In 1994, paleoanthropologist Marc Godinot described Djebelemur as an early simian, along with Algeripithecus, once considered a basal simian, but now considered to be a distant stem lemuriform (lemurs and lorisoids). Godinot saw similarities between Djebelemur and early simians, as well as cercamoniines, but also noted issues of premolar and molar compaction that set it apart from European adapiforms. In 1997, Hartenberger continued to favor adapiform affinities, while in 1998, Godinot considered affinities with lemuriforms ("crown strepsirrhines") while still favoring simian affinities, particularly with oligopithecids. By 2006, Godinot accepted Djebelemur as a stem lemuriform, admitting that he was misled by the lack of a toothcomb—a distinguishing dental feature of living lemuriform primates—despite other dental similarities. He also noted that the lower molars of lemuriforms and simians can be difficult to distinguish. As of 2010, Djebelemur is still considered a stem lemuriform in the family Djebelemuridae, although its infraorder is unnamed.

== Anatomy and physiology ==
Djebelemur martinezi was a tiny primate, weighing approximately 100 g. It was thought to lack a toothcomb since its canine teeth were only moderately reduced.

== Palaeobiology ==

=== Diet ===
The dental microwear patterns of D. martinezi reveal that it was mainly insectivorous. Dental topographic analysis also suggests that it would have consumed insects to supplement its otherwise gummivorous and frugivorous diet. The shearing quotient of the M_{2} of D. martinezi also indicates its molars were well adapted for insectivory, much more so than the azibiid primates it was coeval with, whose shearing quotients indicate they were frugivorous. The very small body mass of D. martinezi, about 60 to 80 g, would have precluded it from including leaves in its diet in line with Kay's Threshold.

=== Locomotion ===
Based on the right petrosal ONM-CBI-1-569, likely referrable to Djebelemur, show that the variance of the plane of its semicircular canals from orthogonality was approximately 26.09°. This value falls close to that of extant mouse lemur species and suggests that Djebelemur had a similar biomechanical capability of rapid head rotation as living cheirogaleids. However, there is a possibility that this petrosal may instead belong to Algeripithecus, making these conclusions about Djebelemur not definitive.

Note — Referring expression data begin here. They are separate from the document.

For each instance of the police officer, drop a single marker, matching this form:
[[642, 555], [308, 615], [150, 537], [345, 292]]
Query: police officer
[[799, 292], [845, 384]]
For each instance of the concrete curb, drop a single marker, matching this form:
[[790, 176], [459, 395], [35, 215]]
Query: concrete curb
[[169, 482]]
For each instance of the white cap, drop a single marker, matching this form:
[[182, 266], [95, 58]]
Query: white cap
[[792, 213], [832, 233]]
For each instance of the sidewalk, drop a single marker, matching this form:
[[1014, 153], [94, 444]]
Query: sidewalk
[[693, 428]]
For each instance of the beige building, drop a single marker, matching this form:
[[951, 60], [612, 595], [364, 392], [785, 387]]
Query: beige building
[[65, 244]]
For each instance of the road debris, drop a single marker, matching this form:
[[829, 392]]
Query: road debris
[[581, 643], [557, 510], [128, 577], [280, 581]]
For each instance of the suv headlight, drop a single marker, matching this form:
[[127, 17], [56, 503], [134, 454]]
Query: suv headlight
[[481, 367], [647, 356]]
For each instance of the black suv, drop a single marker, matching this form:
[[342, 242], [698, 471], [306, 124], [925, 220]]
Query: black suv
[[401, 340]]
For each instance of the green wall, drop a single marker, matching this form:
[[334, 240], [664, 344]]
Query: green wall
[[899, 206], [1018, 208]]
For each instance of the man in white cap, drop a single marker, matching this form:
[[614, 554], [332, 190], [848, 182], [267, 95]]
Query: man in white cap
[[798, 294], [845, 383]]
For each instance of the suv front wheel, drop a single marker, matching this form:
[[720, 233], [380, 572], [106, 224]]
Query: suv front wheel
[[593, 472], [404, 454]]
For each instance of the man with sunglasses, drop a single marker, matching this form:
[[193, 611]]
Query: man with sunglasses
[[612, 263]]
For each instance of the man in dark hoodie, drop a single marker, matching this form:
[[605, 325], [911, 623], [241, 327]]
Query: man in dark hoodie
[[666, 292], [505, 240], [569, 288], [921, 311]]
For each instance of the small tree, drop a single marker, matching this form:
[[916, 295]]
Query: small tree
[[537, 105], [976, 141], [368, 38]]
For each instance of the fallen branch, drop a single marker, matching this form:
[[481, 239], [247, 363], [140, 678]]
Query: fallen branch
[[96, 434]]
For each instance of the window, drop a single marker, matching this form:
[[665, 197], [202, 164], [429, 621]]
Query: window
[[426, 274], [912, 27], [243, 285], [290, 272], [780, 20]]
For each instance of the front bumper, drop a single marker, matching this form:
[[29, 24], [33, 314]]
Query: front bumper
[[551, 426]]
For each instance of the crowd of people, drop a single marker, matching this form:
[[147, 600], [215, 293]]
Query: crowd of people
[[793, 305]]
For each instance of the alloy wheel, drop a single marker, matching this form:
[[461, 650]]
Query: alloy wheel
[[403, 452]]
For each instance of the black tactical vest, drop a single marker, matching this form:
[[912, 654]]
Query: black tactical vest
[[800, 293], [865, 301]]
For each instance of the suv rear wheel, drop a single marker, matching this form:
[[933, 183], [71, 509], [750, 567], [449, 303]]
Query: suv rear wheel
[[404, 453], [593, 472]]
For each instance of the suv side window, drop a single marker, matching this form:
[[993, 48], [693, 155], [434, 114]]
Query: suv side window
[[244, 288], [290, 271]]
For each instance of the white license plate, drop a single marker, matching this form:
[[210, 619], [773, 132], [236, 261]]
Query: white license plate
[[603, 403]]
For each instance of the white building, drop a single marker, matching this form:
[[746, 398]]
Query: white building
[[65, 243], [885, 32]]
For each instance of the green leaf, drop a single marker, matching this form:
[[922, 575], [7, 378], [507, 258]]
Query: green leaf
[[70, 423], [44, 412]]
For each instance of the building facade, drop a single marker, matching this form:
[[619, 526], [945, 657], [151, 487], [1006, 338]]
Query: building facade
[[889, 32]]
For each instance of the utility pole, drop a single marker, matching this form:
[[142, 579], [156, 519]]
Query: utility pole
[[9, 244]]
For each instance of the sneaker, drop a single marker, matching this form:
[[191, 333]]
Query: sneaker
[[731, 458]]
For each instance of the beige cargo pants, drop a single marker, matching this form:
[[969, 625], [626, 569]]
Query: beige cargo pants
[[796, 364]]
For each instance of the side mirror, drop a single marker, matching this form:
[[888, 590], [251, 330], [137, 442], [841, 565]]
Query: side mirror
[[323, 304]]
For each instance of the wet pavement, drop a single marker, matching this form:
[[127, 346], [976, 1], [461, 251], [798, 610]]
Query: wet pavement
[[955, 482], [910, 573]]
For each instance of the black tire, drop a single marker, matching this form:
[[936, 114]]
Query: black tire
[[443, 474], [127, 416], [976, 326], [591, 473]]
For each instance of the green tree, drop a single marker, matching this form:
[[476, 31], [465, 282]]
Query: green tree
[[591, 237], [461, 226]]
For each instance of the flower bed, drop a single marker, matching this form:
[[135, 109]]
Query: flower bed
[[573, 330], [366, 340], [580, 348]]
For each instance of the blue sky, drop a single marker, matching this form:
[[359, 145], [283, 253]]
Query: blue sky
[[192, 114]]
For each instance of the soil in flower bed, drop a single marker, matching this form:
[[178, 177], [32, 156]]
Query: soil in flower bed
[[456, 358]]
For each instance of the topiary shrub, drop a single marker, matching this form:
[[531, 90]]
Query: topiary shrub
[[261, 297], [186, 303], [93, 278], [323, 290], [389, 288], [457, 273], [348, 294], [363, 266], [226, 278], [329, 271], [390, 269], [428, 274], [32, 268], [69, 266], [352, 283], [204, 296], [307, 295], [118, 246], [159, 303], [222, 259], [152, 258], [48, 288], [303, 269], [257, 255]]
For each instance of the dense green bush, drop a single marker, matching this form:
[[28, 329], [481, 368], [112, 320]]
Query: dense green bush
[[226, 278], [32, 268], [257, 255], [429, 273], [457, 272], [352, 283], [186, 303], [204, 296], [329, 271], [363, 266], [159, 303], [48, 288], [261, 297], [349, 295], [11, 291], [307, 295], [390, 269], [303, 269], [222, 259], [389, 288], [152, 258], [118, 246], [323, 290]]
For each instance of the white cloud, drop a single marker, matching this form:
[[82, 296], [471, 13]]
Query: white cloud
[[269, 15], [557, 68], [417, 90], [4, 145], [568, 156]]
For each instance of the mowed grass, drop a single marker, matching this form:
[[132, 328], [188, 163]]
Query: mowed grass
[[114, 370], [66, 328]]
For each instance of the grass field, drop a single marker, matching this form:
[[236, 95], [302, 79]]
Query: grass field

A talus attributed to Djebelemur, ONM-CBI-1-545, exhibits several features characteristic of leaping primates, including a strong and well developed posterior trochlear shelf and a long and proximally narrowing talar neck whose medial deflection from the talar body was minimal. Because the plantar ectal facet had a small radius of curvature, the subtalar range of motion was more akin to that of generalised arboreally quadrupedal primates than that of leapers. The talar trochlea of this specimen also did not have the rim sharpness typical of highly specialised leapers, and it only exhibited modest grooving. These features suggest that Djebelemur had a locomotory pattern intermediate between leapers and arboreal quadrupeds.